09 mayo 2013

El filo


Lo primero que dijo la abuela al verla fue ¡qué barbaridad! y se metió en casa a ver si la humedad del invierno había tirado algún cielorraso y a ver si nos había entrado el río y a ver si alguno le habíamos cogido la llave de su armario y comido algo del chocolate que nos guarda para cuando nos portamos bien. Luego Álvaro la pintó, de rojo y más, y cuando el sol de la tarde salva la mole de 300 metros que sobre nosotros supone el Iturreta –lugar de la fuente- y la calienta, es un sitio perfecto para que se sequen las toallas y los cuerpos, aunque no te puedas tumbar, porque es muy imperfecta, como casi todo lo que merece la pena. Está a unos 30 metros de la casa, a la que si mi padre no las cortara cada año le entrarían por las ventanas las ramas de los árboles que llegan desde las empinadas laderas del Iturreta, como le pega en los cimientos lo que el monte suelta desde arriba. Todas las mañanas el que va a la fuente a coger el agua que bebemos y que luego va directa al río, pasa por ella, roja y más colores, llena de puntos de agua por la intensa escarcha del amanecer.
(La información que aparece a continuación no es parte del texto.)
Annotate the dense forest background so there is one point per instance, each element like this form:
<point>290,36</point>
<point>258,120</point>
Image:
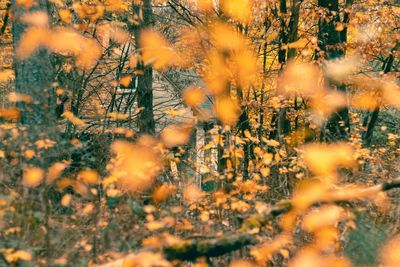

Es un espectáculo ver desde la ventana cómo el río se llena de burbujas cuando las gotas de las tormentas hacen ondas en la superficie y hay tantas que no se dejan espacio unas a otras. Pero también nos dan un poco de miedo, porque a veces se va la luz o piensas que ese árbol que lleva ahí detrás tantos años si le pasa algo y cae a plomo lo parte todo en dos. O que quién te va a decir a ti que por encima de tu cabeza no va a caer como aquella primavera una piedra de mucho más de una tonelada que ahora está pintada de rojo y más y que seca toallas. Dijo Dylan que la belleza camina sobre el filo de una navaja. Sara Francés tuvo la increíble mala suerte de decir adiós tras encontrarla. Qué barbaridad.